Credential Harvesting: How Attackers Collect Passwords at Scale

Passwords remain the keys to the kingdom. Despite decades of security innovation, the humble username-and-password combination still guards the vast majority of business systems, cloud applications, and financial accounts. Attackers know this, and they have built an entire industrial ecosystem around credential harvesting — the systematic collection of login credentials at massive scale.

TL;DR — Key Takeaways

✓Understand the techniques attackers use to harvest credentials at scale, from phishing kits and keyloggers to infostealers, and how to defend against them
✓What Is Credential Harvesting and why it matters for your security posture
✓Learn about technique 1: Phishing Kits with Fake Login Pages

Visual Overview

flowchart TD
    A["Credential Harvesting"] --> B["Fake Login Pages"]
    A --> C["Keylogger Malware"]
    A --> D["Man-in-the-Middle"]
    A --> E["Phishing Emails"]
    B --> F["Stolen Credentials"]
    C --> F
    D --> F
    E --> F

Understanding how credentials are harvested is the first step toward defending against it. In this article, we will walk through the most common techniques attackers use, explain how stolen credentials are monetised on the dark web, and outline practical defence strategies that every small and mid-sized organisation can implement today.

What Is Credential Harvesting?

Credential harvesting is the process of collecting usernames, passwords, session tokens, or other authentication secrets from victims. Unlike brute-force attacks that guess passwords through trial and error, harvesting techniques trick or compromise the victim into handing over their real credentials. This makes harvested credentials far more valuable to attackers — they are genuine, they work immediately, and they bypass many traditional security controls.

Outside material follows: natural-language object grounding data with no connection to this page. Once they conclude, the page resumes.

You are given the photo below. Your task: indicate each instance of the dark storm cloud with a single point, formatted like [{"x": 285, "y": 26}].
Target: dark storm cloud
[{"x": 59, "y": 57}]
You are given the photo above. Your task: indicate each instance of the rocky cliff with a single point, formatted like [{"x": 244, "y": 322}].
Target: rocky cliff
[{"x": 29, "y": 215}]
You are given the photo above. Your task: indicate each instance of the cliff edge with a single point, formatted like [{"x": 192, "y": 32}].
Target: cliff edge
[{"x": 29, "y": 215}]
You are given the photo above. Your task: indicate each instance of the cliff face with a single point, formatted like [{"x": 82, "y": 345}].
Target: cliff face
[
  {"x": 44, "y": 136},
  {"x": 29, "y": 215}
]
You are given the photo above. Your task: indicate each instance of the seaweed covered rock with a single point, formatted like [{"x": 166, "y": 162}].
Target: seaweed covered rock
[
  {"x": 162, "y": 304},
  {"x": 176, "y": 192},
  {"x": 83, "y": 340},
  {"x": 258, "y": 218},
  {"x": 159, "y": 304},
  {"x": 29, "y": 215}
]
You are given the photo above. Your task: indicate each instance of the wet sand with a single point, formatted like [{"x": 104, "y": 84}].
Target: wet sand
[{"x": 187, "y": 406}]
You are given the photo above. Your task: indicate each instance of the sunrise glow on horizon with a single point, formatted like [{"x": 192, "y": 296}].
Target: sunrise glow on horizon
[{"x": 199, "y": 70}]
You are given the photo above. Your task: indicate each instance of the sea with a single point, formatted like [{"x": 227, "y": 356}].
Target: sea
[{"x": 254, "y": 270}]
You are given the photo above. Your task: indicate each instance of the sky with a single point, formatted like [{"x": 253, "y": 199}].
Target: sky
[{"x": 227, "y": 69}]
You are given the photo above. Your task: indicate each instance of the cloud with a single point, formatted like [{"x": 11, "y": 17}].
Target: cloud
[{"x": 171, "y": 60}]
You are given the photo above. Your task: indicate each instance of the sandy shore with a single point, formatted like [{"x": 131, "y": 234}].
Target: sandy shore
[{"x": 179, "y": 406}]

The scale of the problem is staggering. Billions of credentials are available on underground markets, and fresh batches arrive daily. A single successful business email compromise can yield access to an entire organisation’s email, cloud storage, and financial systems — all from one harvested password.

Technique 1: Phishing Kits with Fake Login Pages

The most prolific credential harvesting method remains the phishing kit. These are pre-packaged collections of HTML, CSS, JavaScript, and server-side scripts that replicate the login pages of popular services — Microsoft 365, Google Workspace, banking portals, and more. The kits are sold on underground forums for as little as $50 and require almost no technical skill to deploy.

How It Works

The attacker registers a look-alike domain (for example, micros0ft-login.com), uploads the phishing kit, and sends a convincing phishing email that directs the victim to the fake page. When the victim enters their username and password, the credentials are captured by the kit and forwarded to the attacker via email, Telegram bot, or a web panel. Many modern kits also capture MFA codes in real time, defeating basic two-factor authentication.

The Scale Factor

Phishing-as-a-Service (PhaaS) platforms have industrialised this process. Operators offer subscription-based access to phishing kits, hosting infrastructure, and even victim lists. A single PhaaS operator can enable thousands of individual campaigns running simultaneously, harvesting millions of credentials per month.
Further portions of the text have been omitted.